Pregnant! Jan 26, 2006

Oh, I'm pregnant! It was such a shock to see that pink line move across the test and so quickly too. I was in shock. Then I was elated and then I was utterly petrified, afraid I'd done something before I knew I was pregnant to hurt the baby--I remembered taken a bunch of Ibuprofen after hurting my back and then learned that really hot baths or anything that raises your body temp above 102 degrees could causes severe damage to the baby. I just cried and cried and felt so terrified. My doctor made me feel better, letting me know it was highly unlikely any of tht would have damaged my baby. And I've been feeling guilty for not being more careful that one time. I so wanted to plan this and prepare and feel ready (though I know that I probably never would have felt ready. I've never felt ready fro any major life change). A little prep and warning would have helped, though.

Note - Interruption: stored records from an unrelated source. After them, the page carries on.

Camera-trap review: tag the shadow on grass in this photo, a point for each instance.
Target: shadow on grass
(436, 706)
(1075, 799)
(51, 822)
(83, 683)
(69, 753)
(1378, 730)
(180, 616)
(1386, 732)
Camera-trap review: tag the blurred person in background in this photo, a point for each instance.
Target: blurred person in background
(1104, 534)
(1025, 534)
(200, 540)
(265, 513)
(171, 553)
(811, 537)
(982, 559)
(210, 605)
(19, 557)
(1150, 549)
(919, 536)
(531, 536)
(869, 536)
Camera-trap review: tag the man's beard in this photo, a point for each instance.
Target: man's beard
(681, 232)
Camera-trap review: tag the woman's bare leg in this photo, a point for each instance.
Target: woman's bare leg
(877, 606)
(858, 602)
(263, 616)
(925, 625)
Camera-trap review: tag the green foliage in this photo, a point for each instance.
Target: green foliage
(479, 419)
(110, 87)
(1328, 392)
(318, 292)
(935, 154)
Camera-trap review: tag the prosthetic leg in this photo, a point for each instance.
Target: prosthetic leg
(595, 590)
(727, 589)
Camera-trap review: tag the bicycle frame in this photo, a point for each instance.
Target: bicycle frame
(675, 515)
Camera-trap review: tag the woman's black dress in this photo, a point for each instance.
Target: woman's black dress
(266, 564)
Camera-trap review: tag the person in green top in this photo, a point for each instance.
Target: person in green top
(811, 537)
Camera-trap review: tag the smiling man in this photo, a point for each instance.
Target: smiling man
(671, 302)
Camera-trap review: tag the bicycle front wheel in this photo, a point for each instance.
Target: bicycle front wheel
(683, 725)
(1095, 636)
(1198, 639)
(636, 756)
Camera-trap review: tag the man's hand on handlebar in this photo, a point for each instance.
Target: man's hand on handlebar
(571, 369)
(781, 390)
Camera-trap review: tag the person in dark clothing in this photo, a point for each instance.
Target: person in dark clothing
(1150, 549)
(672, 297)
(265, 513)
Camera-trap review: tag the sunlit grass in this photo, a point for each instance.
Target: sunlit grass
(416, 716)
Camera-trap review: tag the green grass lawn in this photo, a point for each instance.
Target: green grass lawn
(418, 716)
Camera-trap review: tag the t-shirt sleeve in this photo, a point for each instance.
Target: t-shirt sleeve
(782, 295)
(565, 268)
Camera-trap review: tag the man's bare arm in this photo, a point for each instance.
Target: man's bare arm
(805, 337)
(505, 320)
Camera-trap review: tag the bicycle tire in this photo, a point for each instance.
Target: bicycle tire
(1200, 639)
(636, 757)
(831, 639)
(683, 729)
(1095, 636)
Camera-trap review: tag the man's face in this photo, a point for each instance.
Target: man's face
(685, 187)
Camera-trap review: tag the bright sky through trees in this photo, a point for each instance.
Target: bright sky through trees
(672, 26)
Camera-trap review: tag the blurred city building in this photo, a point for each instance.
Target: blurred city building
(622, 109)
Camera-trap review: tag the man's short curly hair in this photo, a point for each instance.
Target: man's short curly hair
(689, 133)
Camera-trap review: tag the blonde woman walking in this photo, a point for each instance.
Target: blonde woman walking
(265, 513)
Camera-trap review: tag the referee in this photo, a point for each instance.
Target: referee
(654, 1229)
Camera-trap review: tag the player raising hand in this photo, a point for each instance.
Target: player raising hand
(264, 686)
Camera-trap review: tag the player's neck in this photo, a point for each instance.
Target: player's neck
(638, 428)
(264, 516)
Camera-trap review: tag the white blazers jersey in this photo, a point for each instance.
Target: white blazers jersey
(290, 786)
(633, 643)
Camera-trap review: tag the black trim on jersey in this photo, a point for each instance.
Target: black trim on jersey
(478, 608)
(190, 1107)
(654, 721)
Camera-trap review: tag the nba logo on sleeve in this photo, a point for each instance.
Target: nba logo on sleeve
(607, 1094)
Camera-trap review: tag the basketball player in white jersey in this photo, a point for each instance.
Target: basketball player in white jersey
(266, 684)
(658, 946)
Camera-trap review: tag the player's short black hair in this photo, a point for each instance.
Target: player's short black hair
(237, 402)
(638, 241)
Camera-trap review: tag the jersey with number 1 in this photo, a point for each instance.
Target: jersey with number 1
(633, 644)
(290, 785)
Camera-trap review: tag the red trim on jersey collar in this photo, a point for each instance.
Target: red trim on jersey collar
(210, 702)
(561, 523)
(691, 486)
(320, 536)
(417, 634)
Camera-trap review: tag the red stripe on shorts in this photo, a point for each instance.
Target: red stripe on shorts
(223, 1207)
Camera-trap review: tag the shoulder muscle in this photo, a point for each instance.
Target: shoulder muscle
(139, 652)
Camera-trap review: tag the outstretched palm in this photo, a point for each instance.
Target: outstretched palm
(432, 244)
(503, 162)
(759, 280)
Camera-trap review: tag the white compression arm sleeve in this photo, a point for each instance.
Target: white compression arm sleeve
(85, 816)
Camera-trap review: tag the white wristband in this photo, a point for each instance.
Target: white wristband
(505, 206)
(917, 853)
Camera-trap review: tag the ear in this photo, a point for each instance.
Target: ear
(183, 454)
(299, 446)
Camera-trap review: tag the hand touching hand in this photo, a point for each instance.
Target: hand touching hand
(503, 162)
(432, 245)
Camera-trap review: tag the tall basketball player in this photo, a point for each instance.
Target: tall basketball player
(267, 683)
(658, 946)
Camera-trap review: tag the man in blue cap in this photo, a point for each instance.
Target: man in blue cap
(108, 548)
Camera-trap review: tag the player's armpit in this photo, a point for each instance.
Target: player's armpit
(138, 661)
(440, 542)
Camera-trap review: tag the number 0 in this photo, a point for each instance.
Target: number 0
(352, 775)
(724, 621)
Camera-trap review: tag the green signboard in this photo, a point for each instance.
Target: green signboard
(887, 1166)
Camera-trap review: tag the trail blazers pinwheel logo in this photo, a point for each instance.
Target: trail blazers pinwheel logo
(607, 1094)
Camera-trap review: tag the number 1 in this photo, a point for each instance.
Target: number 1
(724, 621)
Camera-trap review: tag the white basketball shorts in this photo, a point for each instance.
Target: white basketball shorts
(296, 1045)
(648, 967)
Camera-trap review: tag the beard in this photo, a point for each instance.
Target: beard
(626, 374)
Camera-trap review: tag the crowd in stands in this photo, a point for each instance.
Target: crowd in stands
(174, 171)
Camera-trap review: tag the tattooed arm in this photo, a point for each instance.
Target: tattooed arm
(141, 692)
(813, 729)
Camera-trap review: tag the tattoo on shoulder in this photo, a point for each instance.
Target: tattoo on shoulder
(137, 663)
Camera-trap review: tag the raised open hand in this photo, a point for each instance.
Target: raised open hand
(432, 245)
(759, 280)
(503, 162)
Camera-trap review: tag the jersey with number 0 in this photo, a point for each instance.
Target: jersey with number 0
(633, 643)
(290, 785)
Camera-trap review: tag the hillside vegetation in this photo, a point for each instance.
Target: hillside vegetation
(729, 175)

I woke up Monday feeling afraid but so happy. I began to think of these lines from Psalm 139:

13 You made all the delicate, inner parts of my body
and knit me together in my mother’s womb.
14 Thank you for making me so wonderfully complex!
Your workmanship is marvelous—how well I know it.
15 You watched me as I was being formed in utter seclusion,
as I was woven together in the dark of the womb.
16 You saw me before I was born.
Every day of my life was recorded in your book.
Every moment was laid out
before a single day had passed.

17 How precious are your thoughts about me, O God.
They cannot be numbered!
18 I can’t even count them;
they outnumber the grains of sand!
And when I wake up,
you are still with me!

Thinking about those lovely lines made me cry. I love the idea that God already knows and loves my baby, this little creature inside me. As I was driving later that day I suddenly felt very secure that I could create a beautiful, peace, loving environment for my baby and that my womb could keep her/him safe. Feeling that was so beautiful.

Last night I had my first major bout of nasueau and threw up and threw up. Oh, it was awful. Finally my headache is fading, though. I think it's as much from being pregnant as it is from all the anxiety and terror I was feeling before the doctor's appointment that I'd done somethig to harm my little one.